Штаб заработал. Председатель ревкома Зайцев вдруг почувствовал, почти физически, что его вместе со столом задвинули в самый дальний угол кабинета, где он невидим и неслышим. Забыт. Глазами стороннего человека Зайцев наблюдал, как обозначались в реальные контуры и потекли мимо него ратные заботы революции, точно река мимо выброшенного на берег бревна. В ней плыли приказы, человеческие судьбы, патроны, хлеб, смерть. Но стороной, хотя совсем рядышком с ним. Он не мог, скорей всего не хотел с этим общаться, прекрасно зная, что будет в реке действия обыкновенной щепкой. За одно было сильно обидно тщеславному Лазарю-больно скоро, неприлично открыто сбежала от него власть. Нашла себе удобное, подходящее ей по всем статьям вместилище, сразу зажила бурной жизнью, расставляя по местам революционное воинство Никольска.
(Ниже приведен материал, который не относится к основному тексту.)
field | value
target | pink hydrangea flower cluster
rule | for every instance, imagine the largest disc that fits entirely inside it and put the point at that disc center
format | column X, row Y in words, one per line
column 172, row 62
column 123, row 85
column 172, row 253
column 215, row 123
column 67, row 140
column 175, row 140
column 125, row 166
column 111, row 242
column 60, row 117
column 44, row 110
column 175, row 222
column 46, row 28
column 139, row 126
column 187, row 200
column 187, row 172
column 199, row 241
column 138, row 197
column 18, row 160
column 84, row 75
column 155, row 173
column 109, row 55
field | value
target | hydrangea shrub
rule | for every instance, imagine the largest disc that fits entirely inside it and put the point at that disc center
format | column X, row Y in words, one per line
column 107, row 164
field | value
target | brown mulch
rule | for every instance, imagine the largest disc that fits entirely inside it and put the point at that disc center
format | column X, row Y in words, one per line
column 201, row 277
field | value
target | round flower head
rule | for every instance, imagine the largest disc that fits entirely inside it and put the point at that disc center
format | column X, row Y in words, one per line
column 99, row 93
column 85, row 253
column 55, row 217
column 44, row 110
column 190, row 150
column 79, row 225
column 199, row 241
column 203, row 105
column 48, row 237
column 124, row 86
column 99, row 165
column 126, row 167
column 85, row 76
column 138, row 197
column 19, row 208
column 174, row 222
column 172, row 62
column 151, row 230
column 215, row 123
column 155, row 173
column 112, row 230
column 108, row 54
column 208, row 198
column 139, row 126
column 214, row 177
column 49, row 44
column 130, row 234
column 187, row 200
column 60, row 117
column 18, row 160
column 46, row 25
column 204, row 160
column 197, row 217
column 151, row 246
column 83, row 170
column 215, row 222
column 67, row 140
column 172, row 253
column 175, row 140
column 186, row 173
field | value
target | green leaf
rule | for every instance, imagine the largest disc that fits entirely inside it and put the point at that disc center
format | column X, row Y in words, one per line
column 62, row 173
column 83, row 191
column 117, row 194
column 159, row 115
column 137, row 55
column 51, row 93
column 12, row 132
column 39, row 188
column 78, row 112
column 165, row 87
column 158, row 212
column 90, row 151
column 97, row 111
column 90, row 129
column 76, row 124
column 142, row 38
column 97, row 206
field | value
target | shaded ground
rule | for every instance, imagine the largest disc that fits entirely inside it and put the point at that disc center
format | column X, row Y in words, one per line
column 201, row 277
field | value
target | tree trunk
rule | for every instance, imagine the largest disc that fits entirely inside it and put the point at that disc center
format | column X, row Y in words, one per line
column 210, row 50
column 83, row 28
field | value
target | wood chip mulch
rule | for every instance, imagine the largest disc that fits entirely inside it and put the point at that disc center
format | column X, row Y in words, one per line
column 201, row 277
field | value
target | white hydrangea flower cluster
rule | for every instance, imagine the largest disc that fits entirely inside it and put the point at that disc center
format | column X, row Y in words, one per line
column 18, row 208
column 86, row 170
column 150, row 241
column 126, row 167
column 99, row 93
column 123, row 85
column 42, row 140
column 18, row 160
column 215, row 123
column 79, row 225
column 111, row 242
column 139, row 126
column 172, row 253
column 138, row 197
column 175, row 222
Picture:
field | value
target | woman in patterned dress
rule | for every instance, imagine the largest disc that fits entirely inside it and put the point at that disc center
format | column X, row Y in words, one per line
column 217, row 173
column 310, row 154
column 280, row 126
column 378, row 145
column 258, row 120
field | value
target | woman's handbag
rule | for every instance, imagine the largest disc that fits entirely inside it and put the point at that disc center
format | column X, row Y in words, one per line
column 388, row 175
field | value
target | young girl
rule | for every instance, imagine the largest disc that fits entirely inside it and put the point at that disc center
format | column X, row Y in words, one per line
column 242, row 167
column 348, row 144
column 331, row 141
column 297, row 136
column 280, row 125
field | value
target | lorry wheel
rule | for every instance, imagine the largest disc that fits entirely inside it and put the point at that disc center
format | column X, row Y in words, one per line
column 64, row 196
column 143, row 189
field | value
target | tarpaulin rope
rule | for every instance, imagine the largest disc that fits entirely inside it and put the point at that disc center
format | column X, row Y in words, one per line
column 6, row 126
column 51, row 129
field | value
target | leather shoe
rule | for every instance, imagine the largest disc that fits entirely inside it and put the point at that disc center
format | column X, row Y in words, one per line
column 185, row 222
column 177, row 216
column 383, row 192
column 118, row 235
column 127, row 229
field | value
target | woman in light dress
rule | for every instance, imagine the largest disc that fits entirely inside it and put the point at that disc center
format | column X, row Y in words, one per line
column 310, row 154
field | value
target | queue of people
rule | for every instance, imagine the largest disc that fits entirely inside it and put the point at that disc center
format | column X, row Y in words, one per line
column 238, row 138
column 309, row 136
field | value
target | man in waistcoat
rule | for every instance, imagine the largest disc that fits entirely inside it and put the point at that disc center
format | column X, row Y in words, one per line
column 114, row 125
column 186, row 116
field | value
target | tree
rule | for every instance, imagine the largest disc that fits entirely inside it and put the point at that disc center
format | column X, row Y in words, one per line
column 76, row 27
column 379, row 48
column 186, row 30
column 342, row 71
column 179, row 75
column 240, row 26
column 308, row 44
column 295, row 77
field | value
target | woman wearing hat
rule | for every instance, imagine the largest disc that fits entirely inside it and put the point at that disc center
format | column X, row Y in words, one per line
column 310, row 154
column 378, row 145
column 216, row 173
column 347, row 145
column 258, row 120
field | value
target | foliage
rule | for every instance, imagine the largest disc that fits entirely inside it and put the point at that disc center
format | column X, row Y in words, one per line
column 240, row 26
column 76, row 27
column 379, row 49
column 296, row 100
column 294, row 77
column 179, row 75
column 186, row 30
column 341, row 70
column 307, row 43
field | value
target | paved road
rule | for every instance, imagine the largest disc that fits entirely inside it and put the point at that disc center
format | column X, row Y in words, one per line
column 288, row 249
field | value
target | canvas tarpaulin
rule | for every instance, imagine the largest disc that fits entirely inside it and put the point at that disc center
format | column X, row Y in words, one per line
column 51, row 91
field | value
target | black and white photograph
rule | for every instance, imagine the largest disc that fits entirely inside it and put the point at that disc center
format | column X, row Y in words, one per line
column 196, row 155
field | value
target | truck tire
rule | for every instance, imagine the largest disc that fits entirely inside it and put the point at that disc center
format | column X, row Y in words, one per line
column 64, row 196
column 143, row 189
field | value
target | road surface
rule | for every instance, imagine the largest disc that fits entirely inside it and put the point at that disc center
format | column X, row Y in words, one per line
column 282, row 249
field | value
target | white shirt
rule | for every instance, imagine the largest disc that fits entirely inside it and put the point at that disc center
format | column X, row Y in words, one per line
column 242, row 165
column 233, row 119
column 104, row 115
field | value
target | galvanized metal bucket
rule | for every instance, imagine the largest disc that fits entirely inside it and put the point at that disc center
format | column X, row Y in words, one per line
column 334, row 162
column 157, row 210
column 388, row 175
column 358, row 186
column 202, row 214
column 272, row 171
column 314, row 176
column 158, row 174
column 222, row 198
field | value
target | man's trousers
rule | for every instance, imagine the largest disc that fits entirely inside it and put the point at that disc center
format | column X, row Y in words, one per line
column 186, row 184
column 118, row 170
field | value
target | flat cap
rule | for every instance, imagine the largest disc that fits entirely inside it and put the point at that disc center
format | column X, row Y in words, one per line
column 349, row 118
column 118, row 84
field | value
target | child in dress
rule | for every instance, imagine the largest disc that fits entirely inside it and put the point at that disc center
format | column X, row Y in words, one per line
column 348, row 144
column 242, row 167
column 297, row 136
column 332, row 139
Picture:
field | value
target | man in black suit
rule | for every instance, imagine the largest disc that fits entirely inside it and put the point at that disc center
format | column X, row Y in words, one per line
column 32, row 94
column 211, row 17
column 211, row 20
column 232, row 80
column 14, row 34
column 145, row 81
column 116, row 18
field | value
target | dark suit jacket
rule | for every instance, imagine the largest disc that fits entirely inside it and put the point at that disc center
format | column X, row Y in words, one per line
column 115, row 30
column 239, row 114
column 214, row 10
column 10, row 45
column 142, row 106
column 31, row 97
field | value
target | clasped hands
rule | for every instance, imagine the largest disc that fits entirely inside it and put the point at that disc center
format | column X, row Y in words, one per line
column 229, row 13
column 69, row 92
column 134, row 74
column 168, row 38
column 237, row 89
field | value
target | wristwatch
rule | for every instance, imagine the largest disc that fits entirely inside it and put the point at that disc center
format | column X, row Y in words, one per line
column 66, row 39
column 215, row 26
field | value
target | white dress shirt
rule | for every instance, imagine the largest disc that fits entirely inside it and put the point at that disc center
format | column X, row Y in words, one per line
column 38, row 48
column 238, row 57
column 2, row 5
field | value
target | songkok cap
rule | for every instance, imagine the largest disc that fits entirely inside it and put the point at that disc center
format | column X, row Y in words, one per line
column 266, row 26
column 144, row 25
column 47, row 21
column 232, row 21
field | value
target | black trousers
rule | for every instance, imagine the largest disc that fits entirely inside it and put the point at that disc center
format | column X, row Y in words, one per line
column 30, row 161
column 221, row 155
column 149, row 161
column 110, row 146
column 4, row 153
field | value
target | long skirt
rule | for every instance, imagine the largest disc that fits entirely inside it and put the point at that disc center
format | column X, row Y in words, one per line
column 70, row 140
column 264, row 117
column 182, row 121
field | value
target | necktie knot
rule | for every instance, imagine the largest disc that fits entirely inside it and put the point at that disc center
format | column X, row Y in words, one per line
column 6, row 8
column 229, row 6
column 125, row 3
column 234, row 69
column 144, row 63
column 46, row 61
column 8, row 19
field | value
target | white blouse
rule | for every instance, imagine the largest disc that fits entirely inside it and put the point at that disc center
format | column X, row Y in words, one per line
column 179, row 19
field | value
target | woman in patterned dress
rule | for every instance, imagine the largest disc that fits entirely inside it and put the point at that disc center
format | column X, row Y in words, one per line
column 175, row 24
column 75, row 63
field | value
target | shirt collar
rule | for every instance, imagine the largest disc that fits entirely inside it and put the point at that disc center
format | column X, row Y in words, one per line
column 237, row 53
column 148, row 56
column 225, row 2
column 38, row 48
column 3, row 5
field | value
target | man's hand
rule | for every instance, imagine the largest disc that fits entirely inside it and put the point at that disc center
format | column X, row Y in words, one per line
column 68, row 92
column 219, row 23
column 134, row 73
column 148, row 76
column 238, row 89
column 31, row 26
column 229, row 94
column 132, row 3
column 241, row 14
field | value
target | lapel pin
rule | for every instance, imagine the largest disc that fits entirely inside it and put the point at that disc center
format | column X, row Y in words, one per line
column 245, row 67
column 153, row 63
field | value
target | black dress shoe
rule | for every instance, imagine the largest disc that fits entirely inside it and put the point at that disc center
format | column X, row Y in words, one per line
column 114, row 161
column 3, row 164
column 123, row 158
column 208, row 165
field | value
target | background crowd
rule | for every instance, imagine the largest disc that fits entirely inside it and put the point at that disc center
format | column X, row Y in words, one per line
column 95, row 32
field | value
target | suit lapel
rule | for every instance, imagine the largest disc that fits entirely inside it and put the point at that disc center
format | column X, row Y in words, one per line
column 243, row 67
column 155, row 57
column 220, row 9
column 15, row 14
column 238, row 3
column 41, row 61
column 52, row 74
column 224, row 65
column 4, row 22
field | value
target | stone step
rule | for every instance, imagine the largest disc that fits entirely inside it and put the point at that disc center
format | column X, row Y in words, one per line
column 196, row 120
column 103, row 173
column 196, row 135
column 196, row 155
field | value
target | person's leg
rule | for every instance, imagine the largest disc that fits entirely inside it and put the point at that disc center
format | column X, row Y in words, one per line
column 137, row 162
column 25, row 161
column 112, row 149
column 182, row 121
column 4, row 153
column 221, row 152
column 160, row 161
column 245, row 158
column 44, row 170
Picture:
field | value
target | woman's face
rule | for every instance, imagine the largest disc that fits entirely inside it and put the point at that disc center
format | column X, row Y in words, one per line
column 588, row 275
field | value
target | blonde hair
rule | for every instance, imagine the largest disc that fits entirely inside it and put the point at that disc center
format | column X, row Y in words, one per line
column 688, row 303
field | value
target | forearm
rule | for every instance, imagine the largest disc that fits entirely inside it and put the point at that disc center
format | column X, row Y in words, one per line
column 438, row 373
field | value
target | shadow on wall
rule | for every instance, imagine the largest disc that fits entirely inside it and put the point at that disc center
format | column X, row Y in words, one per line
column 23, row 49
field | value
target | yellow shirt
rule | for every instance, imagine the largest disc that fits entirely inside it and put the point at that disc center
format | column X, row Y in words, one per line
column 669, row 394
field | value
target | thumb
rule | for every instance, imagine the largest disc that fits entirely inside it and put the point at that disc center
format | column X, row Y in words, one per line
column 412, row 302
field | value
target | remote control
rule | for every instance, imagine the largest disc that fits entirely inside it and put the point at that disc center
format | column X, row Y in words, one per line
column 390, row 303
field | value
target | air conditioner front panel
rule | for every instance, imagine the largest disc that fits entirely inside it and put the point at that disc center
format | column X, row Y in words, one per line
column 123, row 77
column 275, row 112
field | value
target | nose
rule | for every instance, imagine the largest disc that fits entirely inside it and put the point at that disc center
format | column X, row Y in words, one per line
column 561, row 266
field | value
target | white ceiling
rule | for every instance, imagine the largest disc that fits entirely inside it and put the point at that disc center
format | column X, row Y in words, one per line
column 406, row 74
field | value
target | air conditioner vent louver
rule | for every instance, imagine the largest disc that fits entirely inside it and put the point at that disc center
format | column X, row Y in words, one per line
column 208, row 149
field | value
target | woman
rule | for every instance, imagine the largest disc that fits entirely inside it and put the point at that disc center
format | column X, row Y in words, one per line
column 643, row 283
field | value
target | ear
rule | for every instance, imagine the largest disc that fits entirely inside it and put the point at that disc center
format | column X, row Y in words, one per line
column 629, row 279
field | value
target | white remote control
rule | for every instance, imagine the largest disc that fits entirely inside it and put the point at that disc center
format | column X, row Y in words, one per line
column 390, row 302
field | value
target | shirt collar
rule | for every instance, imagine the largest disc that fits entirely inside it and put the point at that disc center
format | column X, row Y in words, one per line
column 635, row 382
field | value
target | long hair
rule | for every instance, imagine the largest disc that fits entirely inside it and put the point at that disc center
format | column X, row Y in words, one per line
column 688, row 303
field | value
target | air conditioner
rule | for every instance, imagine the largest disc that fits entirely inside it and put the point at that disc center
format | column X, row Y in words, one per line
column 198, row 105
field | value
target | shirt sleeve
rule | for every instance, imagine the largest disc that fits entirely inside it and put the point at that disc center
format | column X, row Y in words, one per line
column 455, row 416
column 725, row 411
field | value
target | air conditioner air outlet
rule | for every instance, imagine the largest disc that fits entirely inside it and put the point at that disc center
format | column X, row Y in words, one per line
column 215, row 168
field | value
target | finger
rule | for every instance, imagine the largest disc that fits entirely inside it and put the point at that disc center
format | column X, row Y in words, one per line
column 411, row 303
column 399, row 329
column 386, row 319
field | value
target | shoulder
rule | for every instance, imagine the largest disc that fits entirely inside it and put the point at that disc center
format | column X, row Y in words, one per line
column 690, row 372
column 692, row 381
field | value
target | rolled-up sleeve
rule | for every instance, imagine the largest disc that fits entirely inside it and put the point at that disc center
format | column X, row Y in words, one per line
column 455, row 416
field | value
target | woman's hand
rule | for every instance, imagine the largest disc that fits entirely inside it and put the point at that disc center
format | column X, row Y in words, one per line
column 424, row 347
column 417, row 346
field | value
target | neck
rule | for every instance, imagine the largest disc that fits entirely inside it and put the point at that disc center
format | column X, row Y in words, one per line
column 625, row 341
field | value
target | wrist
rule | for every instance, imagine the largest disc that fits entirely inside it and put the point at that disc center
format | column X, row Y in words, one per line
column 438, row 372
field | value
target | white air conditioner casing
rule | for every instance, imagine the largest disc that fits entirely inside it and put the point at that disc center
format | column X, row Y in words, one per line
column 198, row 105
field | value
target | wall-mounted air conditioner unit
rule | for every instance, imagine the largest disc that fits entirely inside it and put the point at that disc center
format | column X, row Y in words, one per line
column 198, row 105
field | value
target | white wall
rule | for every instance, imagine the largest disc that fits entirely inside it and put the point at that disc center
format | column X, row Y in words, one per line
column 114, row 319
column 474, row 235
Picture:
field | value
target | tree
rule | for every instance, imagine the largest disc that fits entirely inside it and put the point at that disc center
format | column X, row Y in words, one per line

Лазарь глубоко вздохнул и закашлялся от резкого табачного дыма. На него никто не обратил внимания.
«Ничего случайного нет, – решил про себя Зай– цев. – Действуют законы, по которым жил ты и будут жить они. Только Родион не скоро схватит чахотку, не беда – может схватить пулю. Такой острый характер».
Положив измученное болезнью лицо на узкую ладонь и не спуская с Родиона усталого взгляда, начал успокаивать себя, примирять со случившейся расстановкой сил. Он никогда не торопил события с тех пор, как уяснил – первый еще не главный и уж наверняка не самый умный, потому никогда не противился, даже помогал очень горячим, а когда они сгорали, спокойно занимал их место.
«Теперь ей не зелениться, – думал Зайцев о потерянной власти. – Родион заставит ее трудиться, она еще меня вспомнит – пожалеет. Оба могут пожалеть».
Мысли его вернулись к последнему допросу Звонарева. Федор признавал все. Даже как-то неловко было слушать его торопливое согласие с каждым обвинением. Протокол он подписал не читая. После прижался с облегчением к стене, заплакал, роняя сквозь слезы слова:
– Будь она трижды проклята, ваша власть! Ох, Боже мой! Боже! Куда сунул пьяную башку?! У-у-у…
Плакал он по-детски искренне и, мучительно прервав рыдания, сказал Зайцеву:
– Ты, Лазарь, хоть и еврей, но человек не подлый. Ты ему поверил?
Звонарев кивнул в сторону утомленного Зубко, который сразу насторожился.
– Он – гад! Под дых меня бил сапогом. Все отбил мне внутрях. Не жилец я. Больно мне! Больно! Палач ты, Зубко! Не смотри на меня так. Я тебя больше не боюся. Ты, Лазарь, ему не верь. Он для всех опасный и за тебя пытал. Родиона расстрелять непременно хочет. Зря ты смерть мою подписал, Лазарь. Я стерплю, конечно, так мне и надо. За властью погнался! Она к хорошему не тянет. За нее человек в любую подлость шагнет…
Голос бывшего председателя ревтрибунала провалился внутри его больного, избитого тела и выходил обратно с сиплой дрожью:
– Он без ее – рыба намели. Вертится, лишь бы до своего допрыгать. Который занырнул – живет, другой жизнь калечит, а я вот…
– Зачем вы мне это говорите, гражданин Зво– нарев? – спросил сдержанно Зайцев, чувствуя подпиравшую к горлу тошноту от спертого воздуха подземелья.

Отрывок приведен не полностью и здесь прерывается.